Ele acrescenta que não tem dúvidas de que, do ponto de vista empresarial, será encontrado dinheiro para investir mais em tecnologia para este fim, "porque o Estado não vai assumir o custo deste paradigma em seus orçamentos". Devemos ter cuidado porque este é um mercado muito atraente para a indústria tecnológica e ainda temos tempo para estabelecer limites, ter uma discussão calma e seguir em frente com cautela".

Antoni Pérez, um médico aposentado com mestrado em bioética, é muito enfático em suas declarações quando considera que "um robô pode ser muito útil em muitos aspectos mas, nunca, nunca", insiste ele, "pode substituir as pessoas no cuidado com os outros". Ele está preocupado com o quão longe as funções destas inteligências artificiais podem ir, já que "os robôs terão a ética que lhes é concedida pelos seus programadores, o que pode gerar problemas". A realidade está à frente da teoria".

Ele assinala que já vimos muitas crianças receberem um telemóvel e agora lamentamos tê-lo feito em tão tenra idade devido às dificuldades envolvidas: menos socialização, fácil de assediar, demasiadas horas passadas... "Sou pessimista a este respeito. O Parlamento Europeu já está fazendo recomendações sobre o uso de robôs para este cuidado e eu acho que eles não vão ser cumpridos porque há muitos interesses instalados".
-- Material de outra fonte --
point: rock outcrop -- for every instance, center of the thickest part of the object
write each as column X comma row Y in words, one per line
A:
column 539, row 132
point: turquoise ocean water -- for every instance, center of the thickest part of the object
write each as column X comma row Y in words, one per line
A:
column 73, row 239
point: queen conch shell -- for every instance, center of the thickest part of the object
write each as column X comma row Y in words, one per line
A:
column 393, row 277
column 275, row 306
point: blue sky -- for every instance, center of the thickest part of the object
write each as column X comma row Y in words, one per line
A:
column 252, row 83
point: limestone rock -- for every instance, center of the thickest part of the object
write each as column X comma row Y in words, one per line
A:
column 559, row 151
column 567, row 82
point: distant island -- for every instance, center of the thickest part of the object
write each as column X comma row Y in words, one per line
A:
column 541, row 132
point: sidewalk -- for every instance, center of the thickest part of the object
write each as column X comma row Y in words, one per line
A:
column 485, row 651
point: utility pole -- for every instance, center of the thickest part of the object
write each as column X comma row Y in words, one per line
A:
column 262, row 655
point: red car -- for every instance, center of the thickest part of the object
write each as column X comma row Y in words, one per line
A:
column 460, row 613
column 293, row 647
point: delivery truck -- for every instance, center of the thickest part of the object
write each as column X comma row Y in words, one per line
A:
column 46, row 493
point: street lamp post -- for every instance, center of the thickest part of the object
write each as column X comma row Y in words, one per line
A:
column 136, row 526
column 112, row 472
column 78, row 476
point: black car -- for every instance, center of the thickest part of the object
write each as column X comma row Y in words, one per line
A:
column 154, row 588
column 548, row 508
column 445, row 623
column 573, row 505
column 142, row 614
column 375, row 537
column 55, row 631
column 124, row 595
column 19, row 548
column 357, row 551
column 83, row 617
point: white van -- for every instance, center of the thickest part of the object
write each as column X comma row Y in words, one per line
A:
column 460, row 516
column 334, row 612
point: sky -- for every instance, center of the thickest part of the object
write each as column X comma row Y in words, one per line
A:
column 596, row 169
Os principais perigos dos robôs para as pessoas Antoni Pérez destaca a falta de comunicação, a manipulação que eles podem fazer dos idosos para cuidar deles e a desumanização dos cuidados. "Contudo, a tecnologia como suporte e auxiliar - como braços mecânicos, exoesqueletos... - é um grande avanço que permite uma maior qualidade de vida. Não há dúvidas quanto a isso".

Mercé Pérez Salanova, PhD em Psicologia e pesquisador do Instituto de Governo e Políticas Públicas da Universidade de Barcelona (Igop), explica que a presença de robôs no atendimento é uma verdadeira revolução, "uma mudança de época". Do seu ponto de vista, a inteligência artificial, juntamente com outras experiências, significa que a forma como pensamos em áreas como ambientes sociais, educacionais e de trabalho não é mais útil, porque a vida está sendo moldada de uma nova forma. "Por todas estas razões, os seres humanos enfrentam muitos desafios na adaptação à mudança e nós devemos "tomar conta dela", não ignorá-la ou ser passivos porque sem iniciativa não há aprendizagem e não há oportunidade de adaptação a estas grandes mudanças".

Este especialista aponta que é necessário falar muito sobre esta questão, "normalizá-la" para perder o medo e valorizar todos os pontos de vista. "Quanto mais ele for colocado no centro do debate público, melhores serão as condições para se adaptar a ele".

Este psicólogo entende que o cuidado humano deve atender a duas perspectivas: a instrumental e a relacional. "Não vale a pena ter um robô para me ajudar a sair da cama se, depois, eu não tiver atendido à minha faceta pessoal de afeto". Muitas pessoas mais velhas se deixariam ir se não fossem reconhecidas como pessoas e não se sentissem amadas. No entanto, tudo depende se o robô entra num lar por desejo ou por imposição, porque o primeiro vai gerar alegria e alívio na pessoa pela ajuda que ela quer, e no segundo caso, tristeza e desconfiança. Por todas estas razões, insisto na necessidade de falar muito sobre o assunto para incentivar a adaptação e torná-la tão benéfica quanto possível, conhecendo de antemão todos os pontos de vista".